Is all I’ll have gained just stuff that isn’t allowed on that last train out? And if that’s not at all what I want to leave behind, why then work so hard for what is left? Why not work instead for what we leave? I know that it likely seems quite the same. But I mean strive for the spiritual rather than the steal-able. Fight to inspire faith instead of only fighting to have things. Worry over the welcome home for those around us rather than only for what we’ll for a while pile around us.

I want to leave a life that helped others know there’s more to life than what we leave. And I can’t do that if I join this world any longer in their chasing after the wind and the corresponding working only for said want and wish. That cannot be all there is to all of this! For that is a truly grievous evil, a sight undue, a realization unsure, a thing which so severely shouldn’t be as it’s so sadly become.

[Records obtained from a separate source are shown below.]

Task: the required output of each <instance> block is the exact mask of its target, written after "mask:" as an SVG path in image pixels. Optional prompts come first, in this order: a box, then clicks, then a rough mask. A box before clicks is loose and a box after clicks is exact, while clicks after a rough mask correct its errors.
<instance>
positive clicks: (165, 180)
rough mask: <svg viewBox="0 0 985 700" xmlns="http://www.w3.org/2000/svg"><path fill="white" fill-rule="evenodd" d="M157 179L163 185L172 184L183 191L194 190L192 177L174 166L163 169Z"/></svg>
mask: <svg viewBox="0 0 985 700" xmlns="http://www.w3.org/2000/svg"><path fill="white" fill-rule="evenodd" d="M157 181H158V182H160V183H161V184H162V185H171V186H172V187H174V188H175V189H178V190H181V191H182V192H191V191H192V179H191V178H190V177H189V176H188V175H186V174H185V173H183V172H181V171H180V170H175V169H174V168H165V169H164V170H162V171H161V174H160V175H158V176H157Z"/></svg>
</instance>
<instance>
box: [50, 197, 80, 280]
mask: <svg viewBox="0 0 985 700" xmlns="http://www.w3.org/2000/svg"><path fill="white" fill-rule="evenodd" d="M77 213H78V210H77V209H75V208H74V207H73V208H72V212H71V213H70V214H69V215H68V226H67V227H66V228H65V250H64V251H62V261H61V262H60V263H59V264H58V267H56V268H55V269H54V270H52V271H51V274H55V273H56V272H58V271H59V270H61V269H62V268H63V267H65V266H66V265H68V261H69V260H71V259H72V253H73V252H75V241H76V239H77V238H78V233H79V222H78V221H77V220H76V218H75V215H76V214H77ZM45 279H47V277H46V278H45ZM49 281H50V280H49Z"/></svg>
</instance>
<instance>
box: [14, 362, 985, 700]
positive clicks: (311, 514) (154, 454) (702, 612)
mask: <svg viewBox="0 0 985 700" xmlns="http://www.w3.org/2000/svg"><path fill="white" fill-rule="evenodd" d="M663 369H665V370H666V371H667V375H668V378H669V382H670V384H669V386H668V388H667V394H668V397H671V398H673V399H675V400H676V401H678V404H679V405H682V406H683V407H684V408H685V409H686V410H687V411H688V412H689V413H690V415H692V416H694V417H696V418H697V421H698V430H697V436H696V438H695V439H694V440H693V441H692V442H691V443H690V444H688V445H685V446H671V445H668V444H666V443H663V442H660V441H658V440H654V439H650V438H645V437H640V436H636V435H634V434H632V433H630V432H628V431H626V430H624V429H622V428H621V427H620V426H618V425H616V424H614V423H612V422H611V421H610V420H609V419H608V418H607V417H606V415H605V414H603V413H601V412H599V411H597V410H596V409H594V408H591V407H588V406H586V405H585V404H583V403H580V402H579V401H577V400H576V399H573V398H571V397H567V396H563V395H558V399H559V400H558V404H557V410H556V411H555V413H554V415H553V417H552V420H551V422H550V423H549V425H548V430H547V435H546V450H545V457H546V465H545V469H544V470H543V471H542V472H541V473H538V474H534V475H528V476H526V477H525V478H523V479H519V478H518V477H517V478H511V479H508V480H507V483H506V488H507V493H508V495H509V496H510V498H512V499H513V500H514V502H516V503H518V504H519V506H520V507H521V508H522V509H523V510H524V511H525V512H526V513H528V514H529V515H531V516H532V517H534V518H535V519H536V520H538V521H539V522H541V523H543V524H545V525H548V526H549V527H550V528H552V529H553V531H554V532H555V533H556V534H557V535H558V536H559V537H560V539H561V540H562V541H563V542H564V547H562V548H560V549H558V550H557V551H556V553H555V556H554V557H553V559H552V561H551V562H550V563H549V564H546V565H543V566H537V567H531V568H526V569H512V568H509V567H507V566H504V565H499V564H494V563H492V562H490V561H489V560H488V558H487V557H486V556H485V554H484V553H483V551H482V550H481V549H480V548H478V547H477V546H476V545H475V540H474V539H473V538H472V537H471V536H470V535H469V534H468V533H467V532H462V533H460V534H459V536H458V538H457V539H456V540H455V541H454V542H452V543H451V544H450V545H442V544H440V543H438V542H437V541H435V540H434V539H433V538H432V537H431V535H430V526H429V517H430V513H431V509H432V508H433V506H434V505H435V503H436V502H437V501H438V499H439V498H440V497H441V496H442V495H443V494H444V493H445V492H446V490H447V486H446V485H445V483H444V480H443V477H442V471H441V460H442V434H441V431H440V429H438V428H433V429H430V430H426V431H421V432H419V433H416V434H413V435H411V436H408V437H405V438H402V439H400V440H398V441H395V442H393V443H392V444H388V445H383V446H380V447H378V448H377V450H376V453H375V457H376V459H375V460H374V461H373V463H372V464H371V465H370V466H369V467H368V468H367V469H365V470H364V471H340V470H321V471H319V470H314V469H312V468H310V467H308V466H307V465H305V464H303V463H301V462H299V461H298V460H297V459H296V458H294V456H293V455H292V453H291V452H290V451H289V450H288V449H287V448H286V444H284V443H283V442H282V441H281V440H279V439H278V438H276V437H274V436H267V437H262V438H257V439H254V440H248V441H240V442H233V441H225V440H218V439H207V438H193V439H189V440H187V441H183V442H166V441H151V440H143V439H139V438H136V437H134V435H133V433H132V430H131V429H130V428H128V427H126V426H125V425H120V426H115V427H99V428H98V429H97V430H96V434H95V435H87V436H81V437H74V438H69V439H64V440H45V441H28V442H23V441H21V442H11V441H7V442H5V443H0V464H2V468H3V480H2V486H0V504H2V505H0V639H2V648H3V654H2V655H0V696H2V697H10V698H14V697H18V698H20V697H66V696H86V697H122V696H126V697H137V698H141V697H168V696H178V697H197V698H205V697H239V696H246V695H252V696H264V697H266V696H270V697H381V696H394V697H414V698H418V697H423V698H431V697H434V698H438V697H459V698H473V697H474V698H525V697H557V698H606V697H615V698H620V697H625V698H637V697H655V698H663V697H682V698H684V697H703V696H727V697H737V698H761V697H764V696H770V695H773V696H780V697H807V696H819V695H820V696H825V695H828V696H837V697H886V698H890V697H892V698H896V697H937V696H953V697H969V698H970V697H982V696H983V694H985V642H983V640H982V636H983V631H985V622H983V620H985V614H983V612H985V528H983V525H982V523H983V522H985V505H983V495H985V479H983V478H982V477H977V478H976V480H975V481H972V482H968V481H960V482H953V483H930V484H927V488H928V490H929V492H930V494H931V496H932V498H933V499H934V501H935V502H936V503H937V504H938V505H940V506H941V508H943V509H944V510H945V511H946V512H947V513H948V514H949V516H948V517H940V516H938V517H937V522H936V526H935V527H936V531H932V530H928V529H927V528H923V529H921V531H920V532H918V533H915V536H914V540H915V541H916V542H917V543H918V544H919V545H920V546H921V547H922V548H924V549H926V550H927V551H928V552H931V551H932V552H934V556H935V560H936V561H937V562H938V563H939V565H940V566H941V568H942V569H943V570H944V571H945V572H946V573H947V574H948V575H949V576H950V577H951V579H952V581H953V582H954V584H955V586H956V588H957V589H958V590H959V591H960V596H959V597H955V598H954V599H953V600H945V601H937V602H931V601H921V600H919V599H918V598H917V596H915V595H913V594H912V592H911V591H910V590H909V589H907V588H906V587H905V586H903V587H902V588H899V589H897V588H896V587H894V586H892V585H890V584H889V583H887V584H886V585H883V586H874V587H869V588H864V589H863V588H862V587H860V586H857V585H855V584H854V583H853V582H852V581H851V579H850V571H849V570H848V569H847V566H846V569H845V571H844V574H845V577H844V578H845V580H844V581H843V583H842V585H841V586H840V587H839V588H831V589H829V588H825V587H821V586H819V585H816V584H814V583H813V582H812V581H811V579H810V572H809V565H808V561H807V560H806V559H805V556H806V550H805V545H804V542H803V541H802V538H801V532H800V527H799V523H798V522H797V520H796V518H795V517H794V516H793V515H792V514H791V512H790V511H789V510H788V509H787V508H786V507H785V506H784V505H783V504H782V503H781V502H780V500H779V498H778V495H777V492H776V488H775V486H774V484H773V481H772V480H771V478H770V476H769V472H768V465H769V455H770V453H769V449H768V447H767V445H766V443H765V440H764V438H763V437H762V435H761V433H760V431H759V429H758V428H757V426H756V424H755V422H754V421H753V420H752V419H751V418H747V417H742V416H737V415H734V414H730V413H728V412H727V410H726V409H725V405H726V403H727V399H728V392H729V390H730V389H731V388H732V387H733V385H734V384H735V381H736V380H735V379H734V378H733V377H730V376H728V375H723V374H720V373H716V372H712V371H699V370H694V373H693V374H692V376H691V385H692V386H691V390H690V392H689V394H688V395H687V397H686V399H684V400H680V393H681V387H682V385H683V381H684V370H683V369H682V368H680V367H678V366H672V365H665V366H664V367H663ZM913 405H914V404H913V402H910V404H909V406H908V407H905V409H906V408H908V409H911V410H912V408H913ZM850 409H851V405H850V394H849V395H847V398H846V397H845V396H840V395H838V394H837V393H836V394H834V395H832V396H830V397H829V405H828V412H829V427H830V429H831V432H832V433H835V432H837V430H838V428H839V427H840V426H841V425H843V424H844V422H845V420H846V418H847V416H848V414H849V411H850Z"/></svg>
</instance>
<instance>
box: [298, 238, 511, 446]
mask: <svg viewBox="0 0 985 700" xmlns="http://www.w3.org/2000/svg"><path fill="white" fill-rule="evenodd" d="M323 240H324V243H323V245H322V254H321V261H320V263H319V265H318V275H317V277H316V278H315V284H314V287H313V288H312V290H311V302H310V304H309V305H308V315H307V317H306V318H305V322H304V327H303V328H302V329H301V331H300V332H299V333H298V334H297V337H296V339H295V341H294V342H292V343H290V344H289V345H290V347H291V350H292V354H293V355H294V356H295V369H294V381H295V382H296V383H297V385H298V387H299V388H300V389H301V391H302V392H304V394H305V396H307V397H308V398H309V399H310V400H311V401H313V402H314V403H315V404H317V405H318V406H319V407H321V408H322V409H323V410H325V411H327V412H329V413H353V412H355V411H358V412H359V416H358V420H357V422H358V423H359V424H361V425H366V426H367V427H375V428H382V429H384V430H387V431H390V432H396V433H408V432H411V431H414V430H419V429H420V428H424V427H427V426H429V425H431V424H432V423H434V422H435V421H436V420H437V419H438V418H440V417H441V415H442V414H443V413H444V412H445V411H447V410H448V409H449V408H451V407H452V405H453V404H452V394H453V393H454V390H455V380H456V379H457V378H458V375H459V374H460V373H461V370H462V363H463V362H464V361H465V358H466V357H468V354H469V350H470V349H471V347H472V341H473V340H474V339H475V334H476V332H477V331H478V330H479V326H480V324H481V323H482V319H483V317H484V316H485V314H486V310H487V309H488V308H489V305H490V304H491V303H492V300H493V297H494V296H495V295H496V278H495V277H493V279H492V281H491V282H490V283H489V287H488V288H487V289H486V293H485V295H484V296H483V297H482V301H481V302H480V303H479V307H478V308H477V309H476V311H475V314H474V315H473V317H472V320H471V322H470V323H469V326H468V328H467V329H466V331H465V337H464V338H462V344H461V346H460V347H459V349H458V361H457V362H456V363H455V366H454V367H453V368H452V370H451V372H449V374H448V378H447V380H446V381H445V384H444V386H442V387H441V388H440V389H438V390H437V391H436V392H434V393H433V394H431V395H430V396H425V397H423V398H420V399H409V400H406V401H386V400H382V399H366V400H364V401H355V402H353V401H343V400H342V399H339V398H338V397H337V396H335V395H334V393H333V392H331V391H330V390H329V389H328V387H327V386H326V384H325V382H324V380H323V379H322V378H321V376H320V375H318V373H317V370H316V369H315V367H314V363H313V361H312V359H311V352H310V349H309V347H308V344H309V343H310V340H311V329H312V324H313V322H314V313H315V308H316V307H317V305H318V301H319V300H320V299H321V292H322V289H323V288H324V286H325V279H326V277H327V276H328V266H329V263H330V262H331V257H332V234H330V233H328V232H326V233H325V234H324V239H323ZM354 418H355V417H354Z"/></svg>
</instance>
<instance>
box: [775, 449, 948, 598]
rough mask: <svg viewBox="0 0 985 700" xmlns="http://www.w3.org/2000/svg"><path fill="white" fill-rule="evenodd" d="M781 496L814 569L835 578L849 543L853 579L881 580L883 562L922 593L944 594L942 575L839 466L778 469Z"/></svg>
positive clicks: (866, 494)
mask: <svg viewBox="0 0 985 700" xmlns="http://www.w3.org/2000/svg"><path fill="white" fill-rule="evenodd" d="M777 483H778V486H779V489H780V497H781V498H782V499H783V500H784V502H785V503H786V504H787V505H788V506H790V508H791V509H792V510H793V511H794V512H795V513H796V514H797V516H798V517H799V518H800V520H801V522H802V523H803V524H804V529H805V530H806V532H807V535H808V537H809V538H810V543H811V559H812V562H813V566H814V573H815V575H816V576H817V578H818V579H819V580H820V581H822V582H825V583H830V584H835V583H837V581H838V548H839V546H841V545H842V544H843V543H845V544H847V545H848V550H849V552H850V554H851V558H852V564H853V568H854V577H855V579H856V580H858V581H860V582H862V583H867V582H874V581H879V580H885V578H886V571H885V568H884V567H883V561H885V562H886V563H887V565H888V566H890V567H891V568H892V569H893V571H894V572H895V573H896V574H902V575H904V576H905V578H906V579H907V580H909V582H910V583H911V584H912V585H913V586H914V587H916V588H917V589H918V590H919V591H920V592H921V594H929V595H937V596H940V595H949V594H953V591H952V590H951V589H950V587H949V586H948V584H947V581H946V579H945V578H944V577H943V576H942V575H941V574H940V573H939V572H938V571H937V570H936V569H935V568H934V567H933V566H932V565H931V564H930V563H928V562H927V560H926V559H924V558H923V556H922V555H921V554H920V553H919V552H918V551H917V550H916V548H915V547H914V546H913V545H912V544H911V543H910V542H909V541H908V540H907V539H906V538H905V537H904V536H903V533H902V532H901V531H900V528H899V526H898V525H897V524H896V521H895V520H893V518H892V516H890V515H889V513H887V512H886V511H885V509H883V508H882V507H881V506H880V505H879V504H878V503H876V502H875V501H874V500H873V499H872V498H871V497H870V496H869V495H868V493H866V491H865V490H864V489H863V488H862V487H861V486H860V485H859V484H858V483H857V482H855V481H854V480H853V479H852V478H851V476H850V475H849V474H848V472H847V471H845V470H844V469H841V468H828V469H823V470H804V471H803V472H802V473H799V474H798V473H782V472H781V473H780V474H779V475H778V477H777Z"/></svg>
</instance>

We shouldn’t be so heartbroken at the thought of a soul going home. And I don’t think we could be if we didn’t see it, in some degree, as measured in whatever they’ve then left behind.

Friends, point is that we have one shot at this thing we call life. What are we living it for, and what is all that toil pointing us toward? Is it filled with worry over what we want, as if said craving can prove it can with us forever keep staying? Or is it rather focused on contending for the faith, and that not only our own but as much if not more for those nearby?

Because one day we won’t be so near, and truth is that neither will Jesus. Indeed, let us live to call on Him while He is near and inspire those close to come and do the same. That way when we leave what’s left is hopefully then able to inspire folks further still in this faith that’s found us all. Yes, let’s not live for what we might here find but rather for He who’s found us and frees us thus from such a life so lost to what here we’ll leave.

For it is a heartbreaking sight to watch so many toil so willfully for what they can’t take with them. So tell them. Show them. Express to them, evidence for them the only true necessity in regard to eternity. For if there is no other Name, nor then should we live as if there is any other thing that could or should matter as much as the Messiah then must.

Don’t live for dust and rust. For that’s not much of a life as it is then all only left behind.

Leave rather something better. Such as your share of this message that something else matters, and that far more than everything we could ever have here combined. For there is no such grievance in all He’s given us. So let us come to live that we can rejoice when a brother or sister leaves for home rather than just feeling sad watching them work for what they leave behind.

For contrary to common conception, the grievous evil isn’t in someone departing this world. It’s knowing that when they do, all they’ve cared about is then forever behind them.